1. A method of obtaining Memory Access Performance metrics in an electronic system comprising a Data Processing Unit, DPU and a synchronous memory device external to the DPU and coupled to the DPU through a memory bus, the method using mixed software and hardware dedicated resources, wherein at least a hardware part of said dedicated resources is comprised in the memory device.
2. Method according to claim 1, comprising steps of calculating performance metrics based on detected events and sequences of events, an event being defined by a given pattern of values for a set of signals of the memory bus at an active transition of a memory clock, wherein the detection of events, the detection of sequences of events and/or the calculation of metrics are performed by the hardware part of the dedicated resources comprised in the memory.
3. Method according to claim 2, wherein the definition of events and of sequences of events is programmable by software through registers of the hardware part of the dedicated resources comprised in the memory.
4. Method according to claim 2, comprising steps of running diagnosis tasks, each diagnosis task being defined by a start condition, a stop condition, and a given number of associated performance metrics measured during diagnosis which are stored in the hardware part of the dedicated resources comprised in the memory.
5. Method according to claim 5, wherein, after completion of a diagnosis task, the associated performance metrics are accessible by the DPU through the memory bus.
6. A synchronous memory device adapted for use in an electronic system comprising a Data Processing Unit, DPU, and a synchronous memory device external to the DPU and coupled to the DPU through a memory bus, the memory device comprising at least an embedded hardware part of mixed software and hardware resources dedicated to obtaining Memory Access Performance metrics in the system.
7. Memory device according to claim 6, wherein the embedded hardware part of the dedicated resources is adapted for calculating performance metrics based on detected events and sequences of events, an event being defined by a given pattern of values for a set of signals of the memory bus at an active transition of a memory clock.

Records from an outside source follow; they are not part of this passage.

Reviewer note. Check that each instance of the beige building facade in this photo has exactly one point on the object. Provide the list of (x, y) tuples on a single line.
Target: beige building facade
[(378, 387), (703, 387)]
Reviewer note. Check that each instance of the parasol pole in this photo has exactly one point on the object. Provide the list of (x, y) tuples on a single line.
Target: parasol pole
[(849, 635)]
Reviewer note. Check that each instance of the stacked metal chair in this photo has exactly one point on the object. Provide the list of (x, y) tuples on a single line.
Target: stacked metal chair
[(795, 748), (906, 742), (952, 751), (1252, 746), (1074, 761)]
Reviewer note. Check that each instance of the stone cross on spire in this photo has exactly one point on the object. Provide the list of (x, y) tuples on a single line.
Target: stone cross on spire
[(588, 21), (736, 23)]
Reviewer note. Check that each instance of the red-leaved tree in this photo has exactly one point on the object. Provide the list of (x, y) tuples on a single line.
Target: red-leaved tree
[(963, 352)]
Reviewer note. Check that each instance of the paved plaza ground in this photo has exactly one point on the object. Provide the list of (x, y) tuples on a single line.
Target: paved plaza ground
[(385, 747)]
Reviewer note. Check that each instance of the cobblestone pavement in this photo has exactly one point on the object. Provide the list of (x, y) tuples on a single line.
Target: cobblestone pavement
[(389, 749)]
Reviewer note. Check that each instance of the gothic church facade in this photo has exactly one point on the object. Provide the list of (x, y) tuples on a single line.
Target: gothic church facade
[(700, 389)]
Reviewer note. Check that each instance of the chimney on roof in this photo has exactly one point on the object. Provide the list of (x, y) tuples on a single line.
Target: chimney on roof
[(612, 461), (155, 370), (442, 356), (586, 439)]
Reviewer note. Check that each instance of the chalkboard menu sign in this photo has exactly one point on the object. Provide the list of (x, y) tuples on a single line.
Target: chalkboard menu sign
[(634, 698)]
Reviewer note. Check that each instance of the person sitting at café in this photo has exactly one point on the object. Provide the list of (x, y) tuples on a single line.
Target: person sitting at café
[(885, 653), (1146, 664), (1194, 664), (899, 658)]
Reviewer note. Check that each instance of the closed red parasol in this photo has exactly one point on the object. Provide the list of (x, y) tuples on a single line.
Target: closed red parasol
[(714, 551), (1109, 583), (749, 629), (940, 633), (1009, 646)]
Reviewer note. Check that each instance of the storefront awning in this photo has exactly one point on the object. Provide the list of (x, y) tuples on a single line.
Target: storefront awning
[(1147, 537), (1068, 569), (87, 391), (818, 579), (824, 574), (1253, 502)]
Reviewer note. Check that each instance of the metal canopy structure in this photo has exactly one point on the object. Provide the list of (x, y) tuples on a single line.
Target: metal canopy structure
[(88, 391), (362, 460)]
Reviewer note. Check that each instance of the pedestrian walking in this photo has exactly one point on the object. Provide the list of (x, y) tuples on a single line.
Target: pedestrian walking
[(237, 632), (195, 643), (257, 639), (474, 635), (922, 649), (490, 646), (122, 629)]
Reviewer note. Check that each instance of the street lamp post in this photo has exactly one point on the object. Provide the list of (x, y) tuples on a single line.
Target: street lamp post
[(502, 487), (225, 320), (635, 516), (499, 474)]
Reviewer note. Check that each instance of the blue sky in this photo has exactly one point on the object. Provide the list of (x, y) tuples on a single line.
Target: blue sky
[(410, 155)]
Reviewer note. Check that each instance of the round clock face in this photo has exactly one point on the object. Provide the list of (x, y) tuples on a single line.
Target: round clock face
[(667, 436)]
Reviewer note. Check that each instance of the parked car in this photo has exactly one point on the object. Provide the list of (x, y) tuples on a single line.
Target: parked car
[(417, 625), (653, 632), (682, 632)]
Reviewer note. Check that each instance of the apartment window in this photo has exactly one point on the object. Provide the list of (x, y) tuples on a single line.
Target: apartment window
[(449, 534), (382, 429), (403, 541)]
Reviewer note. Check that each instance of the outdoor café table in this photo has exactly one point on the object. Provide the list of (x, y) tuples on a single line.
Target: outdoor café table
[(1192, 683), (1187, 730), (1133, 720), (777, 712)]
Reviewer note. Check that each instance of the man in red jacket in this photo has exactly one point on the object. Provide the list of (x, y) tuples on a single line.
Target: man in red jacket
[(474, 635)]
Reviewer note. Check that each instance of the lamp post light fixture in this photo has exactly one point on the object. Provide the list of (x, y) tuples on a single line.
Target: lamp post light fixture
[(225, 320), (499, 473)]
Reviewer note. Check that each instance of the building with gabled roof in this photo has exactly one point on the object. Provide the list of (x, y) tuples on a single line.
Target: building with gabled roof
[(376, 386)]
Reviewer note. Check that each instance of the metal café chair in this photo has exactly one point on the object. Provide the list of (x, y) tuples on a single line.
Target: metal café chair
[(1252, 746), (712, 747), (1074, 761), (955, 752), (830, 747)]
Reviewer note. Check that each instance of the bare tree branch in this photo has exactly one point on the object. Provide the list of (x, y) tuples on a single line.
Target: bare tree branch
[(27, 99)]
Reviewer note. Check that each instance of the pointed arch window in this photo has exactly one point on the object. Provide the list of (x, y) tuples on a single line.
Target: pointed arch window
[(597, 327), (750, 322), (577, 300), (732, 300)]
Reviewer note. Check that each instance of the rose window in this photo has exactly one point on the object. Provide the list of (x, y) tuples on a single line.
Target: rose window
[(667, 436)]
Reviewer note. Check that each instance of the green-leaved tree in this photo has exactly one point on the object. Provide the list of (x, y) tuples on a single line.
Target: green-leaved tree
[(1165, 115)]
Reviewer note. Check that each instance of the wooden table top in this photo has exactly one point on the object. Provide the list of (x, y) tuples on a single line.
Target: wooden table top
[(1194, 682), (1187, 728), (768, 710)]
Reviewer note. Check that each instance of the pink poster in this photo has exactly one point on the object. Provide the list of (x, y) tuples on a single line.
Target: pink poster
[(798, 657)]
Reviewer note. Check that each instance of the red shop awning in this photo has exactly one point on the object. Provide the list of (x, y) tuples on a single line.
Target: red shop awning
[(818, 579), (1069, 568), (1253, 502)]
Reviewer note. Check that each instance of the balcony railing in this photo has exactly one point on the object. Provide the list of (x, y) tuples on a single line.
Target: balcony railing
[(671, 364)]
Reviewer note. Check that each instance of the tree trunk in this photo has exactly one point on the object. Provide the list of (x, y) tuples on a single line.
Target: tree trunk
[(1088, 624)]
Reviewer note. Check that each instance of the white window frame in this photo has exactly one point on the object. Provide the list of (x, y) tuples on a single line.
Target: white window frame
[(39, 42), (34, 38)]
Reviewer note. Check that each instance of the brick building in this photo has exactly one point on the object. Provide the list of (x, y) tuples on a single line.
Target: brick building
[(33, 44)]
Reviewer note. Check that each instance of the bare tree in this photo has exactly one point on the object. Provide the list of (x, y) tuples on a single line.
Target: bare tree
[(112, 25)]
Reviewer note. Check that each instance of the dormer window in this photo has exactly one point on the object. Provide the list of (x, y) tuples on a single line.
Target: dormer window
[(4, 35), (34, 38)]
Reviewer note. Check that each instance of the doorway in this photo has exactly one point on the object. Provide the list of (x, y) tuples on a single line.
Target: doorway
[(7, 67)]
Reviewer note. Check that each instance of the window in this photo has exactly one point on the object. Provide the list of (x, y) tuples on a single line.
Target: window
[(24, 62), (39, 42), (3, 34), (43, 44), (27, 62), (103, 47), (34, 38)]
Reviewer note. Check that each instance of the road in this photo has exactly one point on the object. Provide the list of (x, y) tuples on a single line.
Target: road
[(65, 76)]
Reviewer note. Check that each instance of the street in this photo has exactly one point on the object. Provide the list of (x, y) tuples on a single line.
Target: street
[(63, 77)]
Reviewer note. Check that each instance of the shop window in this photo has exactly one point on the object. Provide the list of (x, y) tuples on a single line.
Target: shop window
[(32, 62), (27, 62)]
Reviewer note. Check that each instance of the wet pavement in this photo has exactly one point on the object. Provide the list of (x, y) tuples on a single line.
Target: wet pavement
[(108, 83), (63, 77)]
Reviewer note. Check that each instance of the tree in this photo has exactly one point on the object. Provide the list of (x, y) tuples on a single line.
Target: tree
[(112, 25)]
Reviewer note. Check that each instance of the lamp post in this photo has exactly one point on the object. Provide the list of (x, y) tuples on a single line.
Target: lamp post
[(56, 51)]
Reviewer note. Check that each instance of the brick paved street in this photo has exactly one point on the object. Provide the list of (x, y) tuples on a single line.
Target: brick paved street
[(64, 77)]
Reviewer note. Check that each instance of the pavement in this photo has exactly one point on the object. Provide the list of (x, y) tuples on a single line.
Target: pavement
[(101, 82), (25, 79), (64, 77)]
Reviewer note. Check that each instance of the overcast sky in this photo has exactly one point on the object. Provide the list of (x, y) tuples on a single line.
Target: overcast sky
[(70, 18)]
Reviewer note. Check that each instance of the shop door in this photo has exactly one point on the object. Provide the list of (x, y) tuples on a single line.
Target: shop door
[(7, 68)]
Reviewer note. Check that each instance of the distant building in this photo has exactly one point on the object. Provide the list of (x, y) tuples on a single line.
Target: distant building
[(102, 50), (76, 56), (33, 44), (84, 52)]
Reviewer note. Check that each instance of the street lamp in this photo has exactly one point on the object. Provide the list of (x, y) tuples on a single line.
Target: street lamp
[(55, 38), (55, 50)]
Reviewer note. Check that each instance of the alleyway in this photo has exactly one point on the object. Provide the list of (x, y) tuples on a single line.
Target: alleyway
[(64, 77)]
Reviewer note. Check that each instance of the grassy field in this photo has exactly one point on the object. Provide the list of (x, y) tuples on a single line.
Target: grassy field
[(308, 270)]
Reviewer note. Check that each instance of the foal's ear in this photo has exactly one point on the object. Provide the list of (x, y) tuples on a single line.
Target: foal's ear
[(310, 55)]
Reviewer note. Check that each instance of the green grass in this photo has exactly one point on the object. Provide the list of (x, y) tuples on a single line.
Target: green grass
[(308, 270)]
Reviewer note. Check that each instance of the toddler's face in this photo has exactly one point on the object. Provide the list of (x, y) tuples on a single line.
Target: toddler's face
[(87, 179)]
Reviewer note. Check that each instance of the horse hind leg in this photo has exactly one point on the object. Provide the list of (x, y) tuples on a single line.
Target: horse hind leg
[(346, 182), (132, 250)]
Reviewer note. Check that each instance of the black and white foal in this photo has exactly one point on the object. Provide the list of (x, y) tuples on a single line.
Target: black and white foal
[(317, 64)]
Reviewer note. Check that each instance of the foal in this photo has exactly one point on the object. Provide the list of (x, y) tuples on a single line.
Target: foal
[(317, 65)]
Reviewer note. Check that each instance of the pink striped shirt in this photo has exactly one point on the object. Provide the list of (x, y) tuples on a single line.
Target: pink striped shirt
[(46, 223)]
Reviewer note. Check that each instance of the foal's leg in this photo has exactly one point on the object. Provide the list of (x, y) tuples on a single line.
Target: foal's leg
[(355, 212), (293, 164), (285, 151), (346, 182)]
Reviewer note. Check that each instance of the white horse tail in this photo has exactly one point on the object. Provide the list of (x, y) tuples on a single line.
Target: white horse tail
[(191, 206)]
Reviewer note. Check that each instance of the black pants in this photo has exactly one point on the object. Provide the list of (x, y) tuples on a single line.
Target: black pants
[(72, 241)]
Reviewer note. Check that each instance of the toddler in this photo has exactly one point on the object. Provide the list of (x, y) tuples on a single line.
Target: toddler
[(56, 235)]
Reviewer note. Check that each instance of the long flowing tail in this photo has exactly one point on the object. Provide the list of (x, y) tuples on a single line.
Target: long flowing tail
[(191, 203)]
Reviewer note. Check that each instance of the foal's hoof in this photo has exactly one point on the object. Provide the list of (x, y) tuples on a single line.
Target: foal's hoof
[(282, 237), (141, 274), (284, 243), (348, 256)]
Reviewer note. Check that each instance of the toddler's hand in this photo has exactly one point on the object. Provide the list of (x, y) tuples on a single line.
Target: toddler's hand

8. Memory device according to claim 7, wherein the embedded hardware part of the dedicated resources comprises programmable registers adapted for, when programmed by software, defining events and sequences of events.
9. Memory device according to claim 7, wherein the embedded hardware part of the dedicated resources is further adapted for running diagnosis tasks, each diagnosis task being defined by a start condition, a stop condition, and a given number of associated performance metrics measured during diagnosis and stored in the embedded hardware part of the dedicated resources.
10. Memory device according to claim 9, wherein the embedded hardware part of the dedicated resources is further adapted for the associated performance metrics being accessible by the DPU through the memory bus, after completion of a diagnosis task.
11. Computer-readable medium carrying one or more sequences of instructions for performing all the steps of a method according to claim 1 when executed by a processor.
12. Computer program product comprising one or more stored sequences of instructions that are accessible to a processor and which, when executed by the processor, cause the processor to carry out all the steps of a method according to claim 1.
13. Electronic system comprising a Data Processing Unit, DPU, and a synchronous memory device, external to the DPU and coupled to the DPU through a memory bus, according to claim 6.
14. Electronic system according to claim 13 wherein the DPU comprises at least a software part of the resources dedicated to obtaining Memory Access Performance metrics, said software part being adapted for controlling the hardware part of said dedicated resources to obtain the Memory Access Performance metrics through the memory bus.
15. Wireless communication device comprising an electronic system according to claim 13.